FIREFIGHTERS are urging people to take extra care if they are planning to use flying lanterns or fireworks as part of their New Year celebrations.

Flying lanterns – also known as sky lanterns and Chinese lanterns – are usually made of paper, wire and bamboo and contain a lit candle. They can rise to more than 1,000 feet, fly for up to 20 minutes and float for miles before landing.

Neil Boustred, head of Buckinghamshire Fire & Rescue Service’s community safety team, said: “You can’t control the direction they take or where they will land.

“There is no guarantee that the fuel source will be fully extinguished and cooled when the lantern lands, and that’s a real fire hazard.”

He said unsuitable locations for flying lanterns included areas near telephone and power lines, areas near standing crops, anywhere near buildings with thatched roofs, areas of dense woodland and areas of heath or bracken.

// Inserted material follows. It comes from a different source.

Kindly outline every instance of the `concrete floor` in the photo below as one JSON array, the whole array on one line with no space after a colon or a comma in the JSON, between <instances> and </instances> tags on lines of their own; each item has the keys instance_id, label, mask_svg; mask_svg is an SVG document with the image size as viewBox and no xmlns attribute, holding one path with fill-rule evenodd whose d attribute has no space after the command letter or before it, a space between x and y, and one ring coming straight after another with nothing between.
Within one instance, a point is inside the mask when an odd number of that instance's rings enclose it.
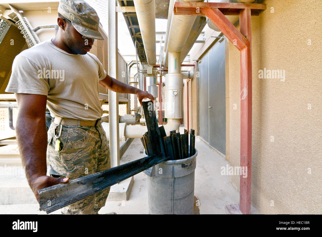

On New Year’s Eve two years ago, a stray flying lantern set fire to a car in Chalfont St Giles shortly before midnight after landing next to it and then being blown underneath it.

Then, around forty minutes later, the same fire crew was dispatched to tackle a fire in Gerrards Cross after a lantern had become caught up in a tree.

As well as being a potential fire hazard, the lanterns often contain wire which can kill or injure animals, damage farm machinery or end up in animal feed.

In 2011 the BFP reported on Lane End farmer Will Lacey’s call to ban the lanterns after three of his cows suffered agonising deaths when they digested metal wire from lanterns which landed on the farm.

The lanterns have also tied up a great deal of emergency service time over the years because they are sometimes mistaken for UFOs or distress flares.